Представляю, что я океан, простирающийся до горизонта. Вокруг ни дуновения ветра. Поверхность океана гладкое как жидкое стекло.
Полный штиль...
Мое тело расслаблено. Я сплю. Просто сплю...
Дверь тихо приоткрывается, шаги приближаются. Мне интересно, кто пришел, но я подавляю соблазн приоткрыть веки и подсмотреть.
Они плотно сомкнуты, даже не дрожат. Потому что я океан, полный штиль...
Шумное дыхание выдает мужчину. Он подходит к кровати, наклоняется. И меня обволакивает уже почти привычный запах.
Чистый, теплый с нотками морского бриза, табака и дорогого геля для душа. Слишком выделяющийся на фоне запахов сырости, моря и бензина от работающих генераторов.
Феликс ухаживает за собой в отличие от подавляющего большинства обитателей этого пиратского поселка.
Подавляю глупую радость от осознания того, что Феликс пришел на меня посмотреть.
Я лежу на его кровати в его спальне. Куда ему еще идти?
Но внезапно пахнущие табаком пальцы осторожно касаются моих волос, едва ощутимо скользят по прядям. Мужская ладонь двигается в миллиметрах от кожи, я чувствую, как от нее исходит тепло.
Через тело будто пропускают электрический ток. Волна жара бьет снизу и опаляет мозг. Сама не знаю, как сдерживаюсь и не вздрагиваю от нахлынувших ощущений.
Зачем он это делает? Что ему нужно? Или это очередная проверка?
Его рука на миг застывает над щекой и так же медленно исчезает. Шаги удаляются, осторожно прикрывается дверь.
Остаюсь лежать оглушенная, все еще боясь пошевелиться, все еще ощущая на коже тепло его присутствия.

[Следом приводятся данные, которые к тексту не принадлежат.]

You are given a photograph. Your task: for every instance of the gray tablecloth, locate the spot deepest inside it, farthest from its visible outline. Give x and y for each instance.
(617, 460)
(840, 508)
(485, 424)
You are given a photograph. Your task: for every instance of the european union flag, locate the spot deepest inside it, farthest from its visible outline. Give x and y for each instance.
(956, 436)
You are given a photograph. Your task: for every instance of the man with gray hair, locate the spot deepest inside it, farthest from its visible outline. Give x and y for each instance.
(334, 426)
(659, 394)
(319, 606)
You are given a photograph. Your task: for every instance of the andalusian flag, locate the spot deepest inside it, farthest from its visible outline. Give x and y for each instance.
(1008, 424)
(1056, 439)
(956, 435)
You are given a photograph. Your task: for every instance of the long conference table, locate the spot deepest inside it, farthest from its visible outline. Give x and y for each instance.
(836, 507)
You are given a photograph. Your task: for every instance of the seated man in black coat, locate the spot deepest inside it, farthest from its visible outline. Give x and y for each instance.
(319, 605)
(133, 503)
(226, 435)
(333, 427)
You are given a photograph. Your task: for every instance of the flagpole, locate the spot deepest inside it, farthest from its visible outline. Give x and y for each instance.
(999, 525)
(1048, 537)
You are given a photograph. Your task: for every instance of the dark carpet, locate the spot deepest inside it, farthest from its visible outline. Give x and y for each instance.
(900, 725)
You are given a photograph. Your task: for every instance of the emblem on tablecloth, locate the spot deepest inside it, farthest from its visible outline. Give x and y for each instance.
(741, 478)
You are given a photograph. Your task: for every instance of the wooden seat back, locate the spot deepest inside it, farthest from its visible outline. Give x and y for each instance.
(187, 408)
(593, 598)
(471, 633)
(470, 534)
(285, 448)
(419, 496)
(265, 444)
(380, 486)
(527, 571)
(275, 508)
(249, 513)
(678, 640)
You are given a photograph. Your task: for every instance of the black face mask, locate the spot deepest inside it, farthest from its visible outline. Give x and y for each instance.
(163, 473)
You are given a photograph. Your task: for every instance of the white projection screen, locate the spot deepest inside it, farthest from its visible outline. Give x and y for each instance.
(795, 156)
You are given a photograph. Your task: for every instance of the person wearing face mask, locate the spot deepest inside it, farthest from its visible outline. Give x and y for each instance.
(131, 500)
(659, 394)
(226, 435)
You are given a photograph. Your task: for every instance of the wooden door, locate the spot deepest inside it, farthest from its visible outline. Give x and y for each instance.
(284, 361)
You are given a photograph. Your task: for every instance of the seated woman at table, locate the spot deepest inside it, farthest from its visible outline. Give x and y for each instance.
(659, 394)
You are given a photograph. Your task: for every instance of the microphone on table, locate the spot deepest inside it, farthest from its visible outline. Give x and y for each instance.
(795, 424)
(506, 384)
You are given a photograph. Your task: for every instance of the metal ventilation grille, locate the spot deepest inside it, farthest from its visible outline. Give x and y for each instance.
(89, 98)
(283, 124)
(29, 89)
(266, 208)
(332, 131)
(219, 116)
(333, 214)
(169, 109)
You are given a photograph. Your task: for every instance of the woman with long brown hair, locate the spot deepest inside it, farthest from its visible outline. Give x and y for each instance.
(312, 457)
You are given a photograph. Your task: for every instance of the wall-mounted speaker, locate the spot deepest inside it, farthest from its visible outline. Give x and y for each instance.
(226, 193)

Сердце колотится о грудную клетку, приходится накрыть его руками, чтобы не выскочило. Дышу медленно, глубоко, чтобы хоть как-то вернуть над собой контроль.
Зачем он так делал? Феликс же влюблен в Еву, они с ней мило щебетали. Мне же не показалось?
Но эти мысли вытесняются волной информации, которую я только что узнала.
Отец, наследство, наркокартели… Все это звучит как настоящий бред сумасшедшего.
Какой еще Винченцо? Кто он такой? Зачем ему наследник, он что, король?
То, что Феликс не простой пират, я и так догадалась. Но что у них тут так все запущено, предположить не могла.
И при чем здесь агроном Горин и химик Мейер? Или наоборот, агроном Мейер и химик Горин? Зачем они понадобились Феликсу?
Яблоки с картошкой на сомалийском побережье, ясное дело, не помешают. Но обязательно при этом злить папу?
Я слишком глубоко погружаюсь в свои мысли и не сразу замечаю, что в комнате я не одна. Ощущение чужого присутствия делает воздух густым и тяжелым.
А еще дыхание. Неровное, прерывистое. Совсем рядом...
Открываю глаза и натыкаюсь на чужой полыхающий взгляд, полный неприкрытой ненависти.
Надо мной зависло лицо. Женское. Красивое. Смуглая идеальная кожа, черные большие глаза миндалевидной формы.
В ее руке что-то блестит, и я не сразу соображаю, что это нож.
Нож, приставленный к моему горлу. Его лезвие почти касается кожи.
Все четыре конечности сковывает от страха. Да что там, меня буквально парализует!
— Тебя… не должно быть здесь, — голос девушки низкий, грудной. Она говорит на ломаном английском, но мне вполне достаточно, чтобы понять общий смысл. — Ты забираешь его у меня!
— Я… я не понимаю, — шепчу в ответ.
— Он мой. Феликс мой! — ее голос дрожит от ненависти. — А ты… Ты обязана умереть!
Не позволяю панике накрыть себя с головой. Мозг работает удивительно ясно и продуктивно.
С поразительной отчетливостью понимаю, что нельзя двигаться, нельзя ее провоцировать. Кто знает, что ей взбредет в голову в следующую секунду?
— Я его не забираю, — говорю сипло, страх сдавливает горло, — при чем здесь я? Ты перепутала, он на меня не смотрит. Не переживай... Ты очень красивая...
Хочется плакать от несправедливости. Как западать, так на Еву, а как убивать, так меня? Почему?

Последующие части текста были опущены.